Kerumunan massa
dari calon dan tim sukses berkumpul di depan kantor Komisi Pemilihan Umum (KPU)
pada Jumat, (9/12) malam. Mereka menunggu hasil riil terkait sengketa Pemira
yang tak menemukan penyelesaian di tingkat fakultas.
Humas KPU Khaidir
Ali mengatakan,
sengketa memang tidak mudah diselesaikan. Sehingga, KPU pun mengulur waktu
untuk menyelesaikan sengketa. “Kami berupaya untuk memberikan keputusan yang
terbaik,” katanya di depan sekretariat Resimen Mahasiswa, Jumat (23/12).
Lebih lanjut, Ali
menyebutkan ada dua fakultas yang menjadi sengketa di hari penetapan
calon. Fakultas yang bersengketa adalah
Fakultas Ilmu Sosial dan Politik (FISIP) dan Fakultas Ekonomi dan Bisnis (FEB).
Sengketa FISIP
berasal dari Calon Dewan Eksekutif Fakultas Annisa Nurul Jannah dan Dwi Lutfan
Prakoso. Sengketa berawal dari ditemukannya pelanggaran pemberkasan dalam pencalonan mereka.
Ketua KPPS FISIP
Afrialini bercerita, calon tersebut mengambil formulir pendaftaran di KPPS
FISIP pukul 13.00, Sabtu (3/12). Padahal, pukul 17.00 pendaftaran akan ditutup.

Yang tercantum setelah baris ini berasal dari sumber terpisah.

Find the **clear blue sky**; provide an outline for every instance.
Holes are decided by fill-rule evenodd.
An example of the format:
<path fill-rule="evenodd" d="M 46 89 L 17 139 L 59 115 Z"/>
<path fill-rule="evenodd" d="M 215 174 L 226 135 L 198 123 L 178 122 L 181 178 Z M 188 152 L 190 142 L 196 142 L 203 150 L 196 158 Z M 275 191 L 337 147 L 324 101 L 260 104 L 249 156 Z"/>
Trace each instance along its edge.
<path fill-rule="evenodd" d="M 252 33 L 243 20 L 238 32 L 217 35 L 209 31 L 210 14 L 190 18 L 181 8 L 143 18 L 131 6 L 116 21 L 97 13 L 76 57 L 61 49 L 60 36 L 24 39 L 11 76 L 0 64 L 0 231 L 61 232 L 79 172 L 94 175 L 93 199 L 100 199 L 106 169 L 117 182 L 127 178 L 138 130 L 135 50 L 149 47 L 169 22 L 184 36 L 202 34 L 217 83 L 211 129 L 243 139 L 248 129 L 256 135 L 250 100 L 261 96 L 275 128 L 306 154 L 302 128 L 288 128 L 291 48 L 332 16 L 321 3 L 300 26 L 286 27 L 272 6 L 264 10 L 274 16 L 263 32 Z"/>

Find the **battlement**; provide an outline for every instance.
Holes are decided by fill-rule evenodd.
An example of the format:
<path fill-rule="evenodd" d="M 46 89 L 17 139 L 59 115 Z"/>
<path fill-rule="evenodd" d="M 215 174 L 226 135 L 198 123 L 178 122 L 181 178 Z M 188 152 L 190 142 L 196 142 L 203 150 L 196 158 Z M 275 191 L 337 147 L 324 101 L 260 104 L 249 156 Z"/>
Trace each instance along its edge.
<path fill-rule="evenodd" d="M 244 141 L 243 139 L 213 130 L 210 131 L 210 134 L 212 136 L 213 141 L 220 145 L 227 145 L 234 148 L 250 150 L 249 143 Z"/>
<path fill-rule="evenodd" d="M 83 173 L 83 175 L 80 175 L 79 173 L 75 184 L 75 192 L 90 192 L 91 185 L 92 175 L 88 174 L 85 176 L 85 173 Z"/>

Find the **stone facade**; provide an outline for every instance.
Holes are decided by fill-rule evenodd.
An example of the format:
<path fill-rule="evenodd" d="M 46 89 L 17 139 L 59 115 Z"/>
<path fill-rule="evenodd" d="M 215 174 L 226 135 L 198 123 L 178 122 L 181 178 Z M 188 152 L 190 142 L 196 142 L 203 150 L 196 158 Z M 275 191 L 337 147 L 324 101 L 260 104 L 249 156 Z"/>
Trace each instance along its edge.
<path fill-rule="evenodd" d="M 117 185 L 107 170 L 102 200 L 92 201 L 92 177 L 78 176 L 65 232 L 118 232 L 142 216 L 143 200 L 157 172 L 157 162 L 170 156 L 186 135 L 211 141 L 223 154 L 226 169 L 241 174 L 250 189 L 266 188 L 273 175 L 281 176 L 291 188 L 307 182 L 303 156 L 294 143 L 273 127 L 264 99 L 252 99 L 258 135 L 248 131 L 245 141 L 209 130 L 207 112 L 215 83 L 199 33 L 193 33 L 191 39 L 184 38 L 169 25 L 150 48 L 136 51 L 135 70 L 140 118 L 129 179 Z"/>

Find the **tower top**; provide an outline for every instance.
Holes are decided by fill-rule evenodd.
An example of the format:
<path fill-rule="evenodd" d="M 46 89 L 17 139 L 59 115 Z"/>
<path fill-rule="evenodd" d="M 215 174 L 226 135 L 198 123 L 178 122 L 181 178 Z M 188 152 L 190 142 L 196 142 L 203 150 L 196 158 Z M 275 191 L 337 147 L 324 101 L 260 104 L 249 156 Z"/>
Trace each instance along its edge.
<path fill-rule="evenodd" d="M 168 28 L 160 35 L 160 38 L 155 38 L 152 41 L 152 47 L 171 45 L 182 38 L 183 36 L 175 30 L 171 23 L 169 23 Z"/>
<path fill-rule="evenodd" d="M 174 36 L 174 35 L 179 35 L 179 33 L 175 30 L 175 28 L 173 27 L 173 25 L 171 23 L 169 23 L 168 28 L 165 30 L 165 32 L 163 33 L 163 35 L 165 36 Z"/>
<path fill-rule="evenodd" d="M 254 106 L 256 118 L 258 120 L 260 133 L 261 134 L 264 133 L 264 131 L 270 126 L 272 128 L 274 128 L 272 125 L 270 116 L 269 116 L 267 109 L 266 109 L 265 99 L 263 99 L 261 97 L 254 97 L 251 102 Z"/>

Dalam formulir itu, terdapat lembar pengesahan yang harus ditandatangani Agus
Nugraha selaku Wakil Dekan (Wadek) III Bidang Kemahasiswaan FISIP. Di saat
bersamaan, Agus tengah berada di Bekasi. Namun, calon itu sudah mengembalikan
formulir sebelum pukul 17.00. “Enggak mungkin mereka mendapatkan tanda tangan
Wadek III dalam waktu yang mendesak” jelasnya, Sabtu, (24/12)
Menemukan
kejanggalan, Lini, menanyakan si calon perihal berkas mereka. Ternyata, mereka
menggunakan formulir orang lain dan mengubahnya dengan identitas mereka yang
sebelumnya sudah ditandatangani Agus. Kemudian, Lini pun menegaskan, mereka
melanggar Tata Tertib Pendaftaran Peserta pasal 2 ayat 1 yang berbunyi:
“Mengambil formulir dan persyaratan pendaftaran secara pribadi di kantor KPU
UIN Syarif Hidayatullah Jakarta pada waktu yang sudah ditentukan.”
Kendati demikian, Lini
tetap mempertahankan keyakinannya terhadap aturan tersebut. Ketika diminta
tanda tangan pengesahan calon, Lini pun menolak. “Saya tetap kukuh, Pemira itu
untuk bersaing secara sehat,” tegas Mahasiswi Hubungan Internasional itu.
Lain FISIP, lain
juga sengketa di Fakultas Ekonomi dan Bisnis (FEB). Sengketa yang terjadi di
fakultas tersebut disebabkan adanya kekeliruan nama salah satu kontestan dari
sebuah Surat Keputusan (SK) Program Studi Perbankan Syariah (PS). Dalam SK itu,
nama Idham Halid menjadi Halid al Idham.
Tim verifikasi
KPPS FEB tak meloloskan pasangan tersebut untuk maju ke tahap selanjutnya.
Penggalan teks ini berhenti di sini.